If you still can't find it, here's my copycat recipe. Interestingly enough, this recipe can suffer from the same minor production irregularities as real Bison Dip. The onion and saltiness profile can vary slightly which I suspect is related to the age of the onion ingredients.

Parsley or chives? Your choice. Bison Dip is made in recent years with parsley but it used to boast "made with real chives!"

1 (16 oz.) dairy sour cream
1 tbsp. hot water
1 tbsp. dehydrated onion
1 tbsp. dehydrated parsley or dehydrated chives
1/2 tsp. salt
1/4 tsp. sugar
1/4 tsp. Accent (MSG, optional)
1/8 tsp. onion juice (usually available in the spice section of your grocery store)

Note: Using dehydrated ingredients is important as it affects texture.

Combine dehydrated onion and water and set aside.

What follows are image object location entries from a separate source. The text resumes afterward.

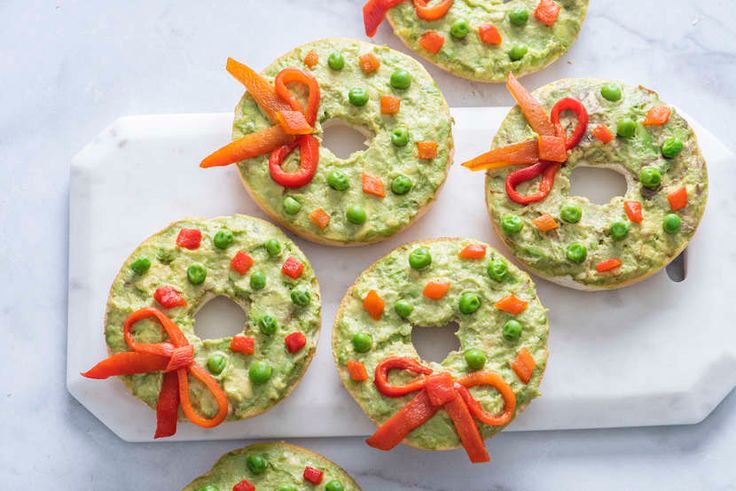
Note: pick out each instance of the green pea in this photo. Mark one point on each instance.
(256, 464)
(671, 223)
(403, 308)
(362, 342)
(356, 214)
(291, 206)
(469, 303)
(420, 258)
(258, 280)
(459, 29)
(576, 252)
(512, 330)
(338, 180)
(400, 79)
(273, 247)
(336, 61)
(626, 128)
(650, 177)
(475, 358)
(671, 147)
(571, 213)
(611, 92)
(223, 238)
(401, 184)
(497, 269)
(141, 265)
(300, 297)
(334, 485)
(196, 274)
(400, 137)
(216, 363)
(518, 52)
(268, 325)
(519, 17)
(511, 224)
(259, 372)
(358, 96)
(619, 230)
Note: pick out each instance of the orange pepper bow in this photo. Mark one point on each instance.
(439, 391)
(176, 359)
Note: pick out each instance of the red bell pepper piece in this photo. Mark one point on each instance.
(292, 267)
(295, 342)
(189, 238)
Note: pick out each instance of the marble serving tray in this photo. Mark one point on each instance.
(658, 353)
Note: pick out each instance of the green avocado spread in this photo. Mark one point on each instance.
(204, 272)
(656, 161)
(489, 337)
(527, 45)
(410, 183)
(273, 467)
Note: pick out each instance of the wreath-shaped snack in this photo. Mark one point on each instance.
(482, 40)
(150, 331)
(584, 122)
(373, 193)
(474, 392)
(273, 466)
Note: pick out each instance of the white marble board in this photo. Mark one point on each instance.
(660, 352)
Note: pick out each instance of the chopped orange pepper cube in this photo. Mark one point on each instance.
(320, 218)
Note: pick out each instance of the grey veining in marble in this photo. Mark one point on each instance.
(70, 67)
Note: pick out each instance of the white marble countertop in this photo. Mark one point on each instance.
(69, 68)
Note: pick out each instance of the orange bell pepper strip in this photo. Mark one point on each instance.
(373, 304)
(524, 365)
(545, 223)
(432, 41)
(530, 107)
(633, 211)
(517, 154)
(678, 199)
(511, 304)
(473, 251)
(608, 265)
(432, 12)
(435, 290)
(547, 12)
(657, 116)
(251, 145)
(258, 87)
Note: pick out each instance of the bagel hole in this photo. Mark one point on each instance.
(219, 318)
(343, 139)
(598, 184)
(677, 269)
(435, 343)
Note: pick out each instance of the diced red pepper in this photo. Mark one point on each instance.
(243, 344)
(489, 34)
(169, 297)
(241, 262)
(633, 211)
(473, 251)
(295, 342)
(189, 238)
(292, 267)
(313, 475)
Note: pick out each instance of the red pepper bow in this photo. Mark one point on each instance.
(176, 359)
(439, 391)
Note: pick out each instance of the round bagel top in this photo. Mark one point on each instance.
(284, 469)
(394, 279)
(175, 262)
(647, 246)
(423, 113)
(525, 47)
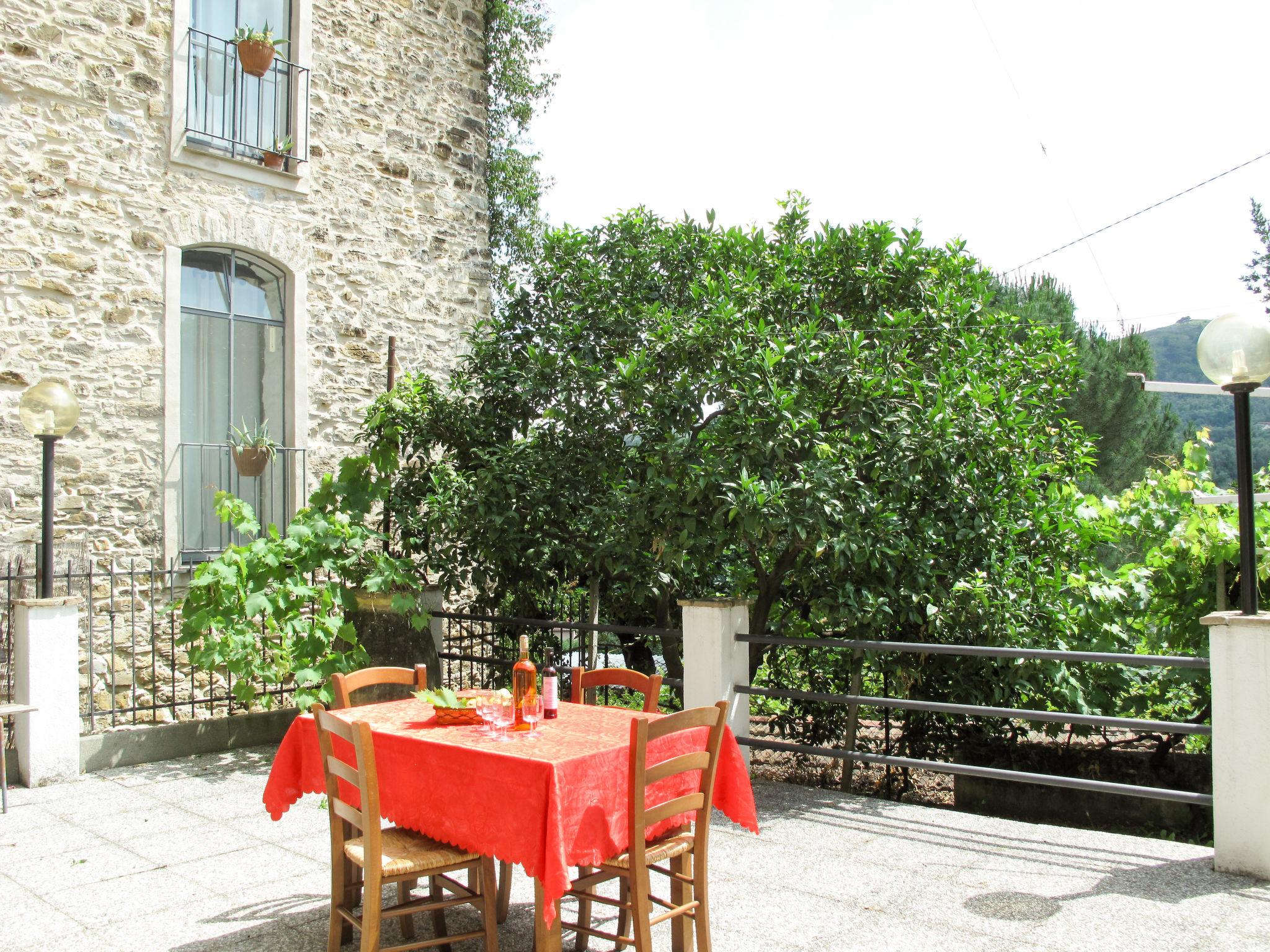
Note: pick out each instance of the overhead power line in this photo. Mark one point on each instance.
(1049, 162)
(1141, 211)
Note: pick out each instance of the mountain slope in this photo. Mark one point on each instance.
(1174, 351)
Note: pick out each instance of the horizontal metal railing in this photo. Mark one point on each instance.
(133, 669)
(233, 112)
(854, 701)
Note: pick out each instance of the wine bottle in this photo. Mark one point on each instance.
(525, 682)
(550, 690)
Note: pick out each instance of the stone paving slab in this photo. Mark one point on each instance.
(180, 857)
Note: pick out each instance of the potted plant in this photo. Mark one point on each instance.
(252, 448)
(276, 157)
(255, 48)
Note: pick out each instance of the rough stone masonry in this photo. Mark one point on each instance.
(391, 234)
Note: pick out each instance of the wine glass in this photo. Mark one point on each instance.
(531, 710)
(486, 710)
(505, 715)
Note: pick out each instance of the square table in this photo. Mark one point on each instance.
(548, 804)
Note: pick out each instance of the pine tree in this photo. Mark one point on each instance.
(1130, 428)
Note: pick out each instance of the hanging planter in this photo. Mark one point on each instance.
(252, 448)
(255, 48)
(277, 156)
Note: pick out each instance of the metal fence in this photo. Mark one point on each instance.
(133, 671)
(855, 701)
(479, 651)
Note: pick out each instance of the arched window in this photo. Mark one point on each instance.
(233, 374)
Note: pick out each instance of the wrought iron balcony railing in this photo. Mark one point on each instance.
(210, 467)
(238, 115)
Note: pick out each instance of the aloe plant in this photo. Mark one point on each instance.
(251, 35)
(253, 438)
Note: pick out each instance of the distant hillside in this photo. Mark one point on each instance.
(1174, 351)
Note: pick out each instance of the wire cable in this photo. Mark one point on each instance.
(1142, 211)
(1049, 163)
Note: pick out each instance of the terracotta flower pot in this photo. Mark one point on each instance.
(251, 461)
(255, 56)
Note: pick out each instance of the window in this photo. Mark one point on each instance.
(230, 112)
(233, 374)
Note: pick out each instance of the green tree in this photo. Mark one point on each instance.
(826, 419)
(1130, 430)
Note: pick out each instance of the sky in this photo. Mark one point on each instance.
(934, 112)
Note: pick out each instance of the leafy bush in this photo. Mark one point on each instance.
(272, 611)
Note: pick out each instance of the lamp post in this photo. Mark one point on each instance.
(1235, 353)
(48, 410)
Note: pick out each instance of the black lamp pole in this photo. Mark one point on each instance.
(1244, 488)
(46, 534)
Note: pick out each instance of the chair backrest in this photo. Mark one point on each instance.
(351, 762)
(647, 684)
(705, 759)
(345, 684)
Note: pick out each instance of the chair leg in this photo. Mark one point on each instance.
(584, 913)
(505, 890)
(641, 910)
(700, 892)
(373, 910)
(624, 915)
(404, 896)
(438, 915)
(339, 931)
(681, 892)
(489, 903)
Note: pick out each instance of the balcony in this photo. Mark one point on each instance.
(207, 469)
(234, 115)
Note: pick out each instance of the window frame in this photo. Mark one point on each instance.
(190, 152)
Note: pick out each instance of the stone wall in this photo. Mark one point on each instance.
(391, 234)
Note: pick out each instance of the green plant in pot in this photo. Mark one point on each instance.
(276, 157)
(255, 48)
(252, 448)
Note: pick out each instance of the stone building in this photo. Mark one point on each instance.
(151, 259)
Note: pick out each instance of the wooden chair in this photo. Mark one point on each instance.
(682, 848)
(345, 684)
(389, 856)
(586, 682)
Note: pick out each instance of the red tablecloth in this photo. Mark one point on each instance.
(546, 804)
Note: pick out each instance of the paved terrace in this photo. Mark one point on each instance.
(180, 856)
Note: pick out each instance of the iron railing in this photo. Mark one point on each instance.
(855, 700)
(479, 650)
(210, 467)
(133, 671)
(231, 112)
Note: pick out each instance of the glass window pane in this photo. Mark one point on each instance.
(215, 17)
(258, 377)
(205, 379)
(205, 280)
(257, 291)
(276, 13)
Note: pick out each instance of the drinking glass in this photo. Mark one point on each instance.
(486, 710)
(505, 715)
(531, 710)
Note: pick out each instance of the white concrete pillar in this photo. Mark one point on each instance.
(1240, 659)
(714, 662)
(46, 676)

Wait 10 minutes.

In a large bowl vigorously whisk together all ingredients including parsley or chives.

Rest dip in refrigerator at least an hour or preferably overnight.

VARIATIONS:

For lower fat, substitute reduced fat sour cream and increase the Accent by a pinch.

For a lights out veggie dip or garnish, substitute dry white wine for the 1 tablespoon water and otherwise follow the recipe. If you have access to actual Bison Dip, just add 1 tablespoon dehydrated onion reconstituted with 1 tablespoon wine and mix.

For Bison Bacon Dip (which is a hard find outside of upstate NY), add 1 tablespoon minced bacon or to taste.